In general, it is good practice to track multiple metrics when developing a machine learning model as each highlights different aspects of model performance. However we are dealing with Heathcare data and our data is imbalanced for that perticular reason we are more focusing towards the Recall score and F1 score.
- We've noticed that XBG Classifier is the stand out performer among all models with an f1-score of 0.908 and recall score of 0.873 on test data. it's safe to say that XGB Classifier provides an good solution to our problem.
- In case of Logistic regression, We were able to see the maximum f1-score of 0.695.
- KNN gave us Highest recall score of 0.954.

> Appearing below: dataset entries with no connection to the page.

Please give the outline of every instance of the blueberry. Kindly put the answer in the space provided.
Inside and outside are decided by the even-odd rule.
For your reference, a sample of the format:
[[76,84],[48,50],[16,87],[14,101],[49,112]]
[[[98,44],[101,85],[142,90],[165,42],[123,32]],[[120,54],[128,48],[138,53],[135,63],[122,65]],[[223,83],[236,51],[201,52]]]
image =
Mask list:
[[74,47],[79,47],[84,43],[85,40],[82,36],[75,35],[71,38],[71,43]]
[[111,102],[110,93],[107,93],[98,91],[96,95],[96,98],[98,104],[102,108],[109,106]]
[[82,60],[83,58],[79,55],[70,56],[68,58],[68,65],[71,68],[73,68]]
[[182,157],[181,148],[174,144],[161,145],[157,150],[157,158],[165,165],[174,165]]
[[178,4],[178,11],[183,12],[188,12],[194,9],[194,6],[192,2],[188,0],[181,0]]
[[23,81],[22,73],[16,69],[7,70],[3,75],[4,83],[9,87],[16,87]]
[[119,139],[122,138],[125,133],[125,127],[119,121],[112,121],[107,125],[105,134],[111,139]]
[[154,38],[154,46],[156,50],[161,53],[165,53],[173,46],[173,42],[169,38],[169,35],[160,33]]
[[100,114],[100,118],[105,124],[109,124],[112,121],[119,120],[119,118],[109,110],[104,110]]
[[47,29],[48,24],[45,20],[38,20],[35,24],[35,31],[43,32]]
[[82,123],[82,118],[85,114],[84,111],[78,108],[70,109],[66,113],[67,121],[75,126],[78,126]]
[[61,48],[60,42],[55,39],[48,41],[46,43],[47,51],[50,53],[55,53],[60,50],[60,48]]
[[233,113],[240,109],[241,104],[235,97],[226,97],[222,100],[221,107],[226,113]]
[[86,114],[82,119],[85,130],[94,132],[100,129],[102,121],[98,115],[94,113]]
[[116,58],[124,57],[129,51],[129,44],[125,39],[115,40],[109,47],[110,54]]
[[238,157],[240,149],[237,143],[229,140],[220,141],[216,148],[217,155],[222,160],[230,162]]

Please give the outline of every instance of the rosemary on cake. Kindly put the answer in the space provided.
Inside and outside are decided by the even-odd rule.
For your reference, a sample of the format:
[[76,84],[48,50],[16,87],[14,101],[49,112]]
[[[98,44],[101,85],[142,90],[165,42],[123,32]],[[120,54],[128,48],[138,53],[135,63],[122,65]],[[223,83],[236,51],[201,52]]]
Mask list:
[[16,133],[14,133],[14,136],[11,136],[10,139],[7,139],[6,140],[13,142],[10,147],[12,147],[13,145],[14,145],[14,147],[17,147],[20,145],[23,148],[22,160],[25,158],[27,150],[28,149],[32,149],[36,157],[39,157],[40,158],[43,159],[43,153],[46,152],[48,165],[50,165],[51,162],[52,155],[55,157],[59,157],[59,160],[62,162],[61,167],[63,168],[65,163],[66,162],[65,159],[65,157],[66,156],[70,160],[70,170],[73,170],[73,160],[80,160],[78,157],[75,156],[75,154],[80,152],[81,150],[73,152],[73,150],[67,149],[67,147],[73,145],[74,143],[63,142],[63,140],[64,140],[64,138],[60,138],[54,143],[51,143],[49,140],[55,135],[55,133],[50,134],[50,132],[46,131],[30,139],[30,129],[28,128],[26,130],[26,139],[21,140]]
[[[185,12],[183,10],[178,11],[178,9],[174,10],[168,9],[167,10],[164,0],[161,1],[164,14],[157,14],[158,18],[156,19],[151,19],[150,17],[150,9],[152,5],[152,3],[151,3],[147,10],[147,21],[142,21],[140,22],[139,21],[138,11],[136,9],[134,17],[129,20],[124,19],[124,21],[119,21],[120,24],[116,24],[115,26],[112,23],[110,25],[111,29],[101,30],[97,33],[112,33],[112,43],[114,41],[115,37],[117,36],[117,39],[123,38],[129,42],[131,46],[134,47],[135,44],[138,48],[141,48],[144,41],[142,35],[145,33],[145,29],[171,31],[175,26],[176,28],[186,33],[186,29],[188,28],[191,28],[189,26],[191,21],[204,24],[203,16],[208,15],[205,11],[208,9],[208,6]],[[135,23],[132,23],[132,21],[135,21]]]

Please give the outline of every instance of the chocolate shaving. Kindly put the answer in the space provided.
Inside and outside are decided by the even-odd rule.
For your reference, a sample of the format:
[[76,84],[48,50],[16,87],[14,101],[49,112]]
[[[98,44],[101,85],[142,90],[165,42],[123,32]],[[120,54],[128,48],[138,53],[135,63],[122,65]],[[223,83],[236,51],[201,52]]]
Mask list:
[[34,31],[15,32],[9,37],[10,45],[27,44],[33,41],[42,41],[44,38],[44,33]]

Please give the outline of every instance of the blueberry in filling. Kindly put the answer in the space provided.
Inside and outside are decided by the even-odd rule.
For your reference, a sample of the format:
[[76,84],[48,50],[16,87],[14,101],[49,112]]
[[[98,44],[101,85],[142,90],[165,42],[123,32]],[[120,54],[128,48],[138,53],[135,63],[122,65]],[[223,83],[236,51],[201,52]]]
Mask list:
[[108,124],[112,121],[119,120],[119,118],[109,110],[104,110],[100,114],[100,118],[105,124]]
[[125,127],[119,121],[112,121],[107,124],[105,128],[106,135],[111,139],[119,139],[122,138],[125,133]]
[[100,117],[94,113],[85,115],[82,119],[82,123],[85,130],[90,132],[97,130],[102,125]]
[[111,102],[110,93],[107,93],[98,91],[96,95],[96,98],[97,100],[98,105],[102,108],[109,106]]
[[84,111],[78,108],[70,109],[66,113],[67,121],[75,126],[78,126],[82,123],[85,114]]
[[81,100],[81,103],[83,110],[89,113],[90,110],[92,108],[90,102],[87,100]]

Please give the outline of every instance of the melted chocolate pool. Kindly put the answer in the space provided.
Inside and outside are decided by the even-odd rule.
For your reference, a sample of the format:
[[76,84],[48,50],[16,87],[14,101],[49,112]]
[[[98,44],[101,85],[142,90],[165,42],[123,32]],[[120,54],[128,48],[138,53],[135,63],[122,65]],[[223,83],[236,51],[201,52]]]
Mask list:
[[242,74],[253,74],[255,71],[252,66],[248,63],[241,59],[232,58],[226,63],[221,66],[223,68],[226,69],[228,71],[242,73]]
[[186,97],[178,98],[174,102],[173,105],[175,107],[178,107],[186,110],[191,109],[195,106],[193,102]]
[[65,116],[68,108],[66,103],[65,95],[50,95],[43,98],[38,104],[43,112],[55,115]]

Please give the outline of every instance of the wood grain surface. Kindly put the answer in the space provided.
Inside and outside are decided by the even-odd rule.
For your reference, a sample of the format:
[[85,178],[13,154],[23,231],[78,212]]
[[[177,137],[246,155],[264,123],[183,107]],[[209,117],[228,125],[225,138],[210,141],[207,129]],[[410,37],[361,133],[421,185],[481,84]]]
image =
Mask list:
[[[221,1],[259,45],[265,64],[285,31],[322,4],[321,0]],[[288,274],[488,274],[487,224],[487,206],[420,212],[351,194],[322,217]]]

- Out of the tree-based algorithms, LGBMClassifier and RandomForestClassifier was alsi providing an optimal solution towards achieving our Objective. We were able to achieve an f1-score of 0.908 and 0.884 respectively.
- For SVM(Support Vector Machines) Classifier, the f1-score lies around 0.774.
In the Medical domain (more focus towards the reducing False negative values, as we dont want to mispredict a person safe when he has the risk) here the recall score is the most importance. KNN, XGB, LGBM Random Forest gave the best recall score 0.954 ,0.873 ,0.866, 0.863 respectively.
Finally, The models that can be deployed according to our study is KNN Classifier because it has highest Recall score and It’s okay to classify a healthy person as having 10-year risk of coronary heart disease CHD (false positive) and following up with more medical tests, but it is not definitely okay to miss identifying a dieses patient or classifying a dieses patient as healthy (false negative).